Regular Expressions are that simple !, Regular Expression

Source: Internet
Author: User

Regular Expressions are that simple !, Regular Expression
Preface

I believe many people know the regular expression, but the first thing many people feel is hard to learn, because at first glance, they feel that there is no rule to find, and it's all a bunch of special symbols, completely cloudification.

In fact, you just don't know about regular expressions. Once you understand the regular expressions, you will find that there are actually not many relevant characters in the regular expressions, and it is not difficult to remember, the only difficulty is that, after the combination, the readability is poor and it is not easy to understand. This article aims to give you a basic understanding of regular expressions and understand simple regular expressions, write a simple regular expression to meet the needs of daily development.

0 \ d {2}-\ d {8} | 0 \ d {3}-\ d {7} first. If you do not know about regular expressions, do you have no idea what this string of characters means? This does not matter. The article will explain the meaning of each character in detail.

 

1.1 What is a regular expression

A regular expression is a special string pattern used to match a set of strings. It is like using a mold as a product, while a regular expression is the mold, defining a rule to match characters that conform to the rule.

1.2 common Regular Expression matching tools

Online Matching tool:

1 http://www.regexpal.com/

2 http://rubular.com/

Regular Expression Matching Software

McTracer

After using a few times, I still think this is the best use. It also helps you escape the regular expression into a corresponding language, such as java C # js, and Copy can be used directly, in addition, it supports regular expression usage and interpretation, such as the capture group and greedy match, So Happy.

 

Introduction to binary regular character

2.1 characters

"^": ^ Matches the starting position of the line or string, and sometimes matches the starting position of the entire document.

"$": $ Matches the end of a line or string

In addition, the matched characters must start with This and contain spaces. They must end with Regex, and cannot contain spaces or other characters.

 

 "\ B": No characters are consumed to match only one position, it is often used to match word boundary. If I want to "This is Regex" in a string to match a separate word "is" regular, it must be written as "\ bis \ B"

\ B does not match the characters on both sides of is, but it recognizes whether is a word boundary.

 "\ D": Match numbers,

For example, to match a phone number in a fixed format with the first four digits and the last seven digits starting with 0, such as 0737-5686123 regular expression: ^ 0 \ d-\ d $ here is just to introduce the character "\ d, there are actually better writing methods that will be introduced below.

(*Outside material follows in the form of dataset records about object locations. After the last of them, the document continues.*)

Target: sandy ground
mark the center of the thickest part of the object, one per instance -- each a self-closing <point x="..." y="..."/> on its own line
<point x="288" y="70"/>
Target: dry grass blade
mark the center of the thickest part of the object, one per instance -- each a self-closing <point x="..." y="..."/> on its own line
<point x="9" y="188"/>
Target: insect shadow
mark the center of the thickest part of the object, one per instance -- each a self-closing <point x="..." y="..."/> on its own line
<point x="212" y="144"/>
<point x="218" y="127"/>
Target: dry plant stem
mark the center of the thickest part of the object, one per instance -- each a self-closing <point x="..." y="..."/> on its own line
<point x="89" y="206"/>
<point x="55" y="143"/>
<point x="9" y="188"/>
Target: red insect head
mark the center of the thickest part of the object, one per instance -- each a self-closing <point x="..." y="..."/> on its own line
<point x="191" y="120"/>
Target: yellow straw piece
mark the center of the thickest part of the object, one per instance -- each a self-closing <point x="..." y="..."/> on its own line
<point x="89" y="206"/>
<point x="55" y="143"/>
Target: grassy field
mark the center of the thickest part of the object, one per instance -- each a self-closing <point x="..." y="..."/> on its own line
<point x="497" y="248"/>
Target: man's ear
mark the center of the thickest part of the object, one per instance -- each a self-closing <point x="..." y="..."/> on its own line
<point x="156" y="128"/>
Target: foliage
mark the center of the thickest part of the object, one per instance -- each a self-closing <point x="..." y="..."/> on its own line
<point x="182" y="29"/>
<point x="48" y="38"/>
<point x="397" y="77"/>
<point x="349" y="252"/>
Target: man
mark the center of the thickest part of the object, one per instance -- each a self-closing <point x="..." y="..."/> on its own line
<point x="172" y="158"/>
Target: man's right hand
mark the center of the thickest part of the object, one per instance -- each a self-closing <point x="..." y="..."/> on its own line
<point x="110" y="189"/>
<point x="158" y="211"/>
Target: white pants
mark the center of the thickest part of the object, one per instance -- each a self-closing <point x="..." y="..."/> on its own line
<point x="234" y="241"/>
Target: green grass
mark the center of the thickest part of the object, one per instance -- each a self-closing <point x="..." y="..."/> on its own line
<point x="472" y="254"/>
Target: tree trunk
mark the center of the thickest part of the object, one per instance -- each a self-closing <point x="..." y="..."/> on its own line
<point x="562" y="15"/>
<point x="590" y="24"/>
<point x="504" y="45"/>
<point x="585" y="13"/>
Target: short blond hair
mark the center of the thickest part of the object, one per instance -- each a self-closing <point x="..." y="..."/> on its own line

 "\ W": Match letters, numbers, and underscores.

For example, I want to match "a2345BCD _ TTz" regular: "\ w +" here, the "+" character refers to the number of times that a quantifier repeats. I will introduce it in detail later.

 "\ S": Matching space

For example, the character "a B c" regular: "\ w \ s \ w" is followed by a space, if there are multiple spaces between characters, write "\ s" as "\ s +" to repeat the spaces.

 ".": Match any character except line breaks

This is an enhanced version of "\ w". "\ w" cannot match spaces. If "\ w" is used to add spaces to the string, it will be limited. Please refer ". "how to match the character" a23 4 5 B C D _ TTz "regular :". +"

"[Abc]": Character groups match characters that contain elements in parentheses

This is relatively simple. It only matches the characters in the brackets. It can also be written as [a-z] That matches a to z. Therefore, the letter can be used to control that only English characters can be entered,

 

2.2 negative sense

It is easy to write the statement in uppercase, which means the opposite of the original one. Here we will not give an example.

"\ W"Match any character that is not a letter, number, or underline

"\ S"Match any character that is not a blank character

"\ D"Match any non-numeric characters

"\ B"Match is not the start or end of a word

"[^ Abc]"Match any character except abc

 

 2.3 quantifiers

First, we will explain three important concepts involved in quantifiers.

Greedy (Greedy) such as "*" character greedy quantifiers will first match the entire string. When trying to match, it will select as much content as possible. If it fails, it will return one character, the process of trying to roll back again is called backtracking. It will roll back a character each time until Matching content is found or no character can be rolled back. Compared with the following two greedy quantifiers, resource consumption is the largest,

Laziness (barely) is like "? "The Lazy quantizer uses another method for matching. It tries to match from the starting position of the target, checks a character each time, and searches for the content it wants to match. This loops until the end of the character.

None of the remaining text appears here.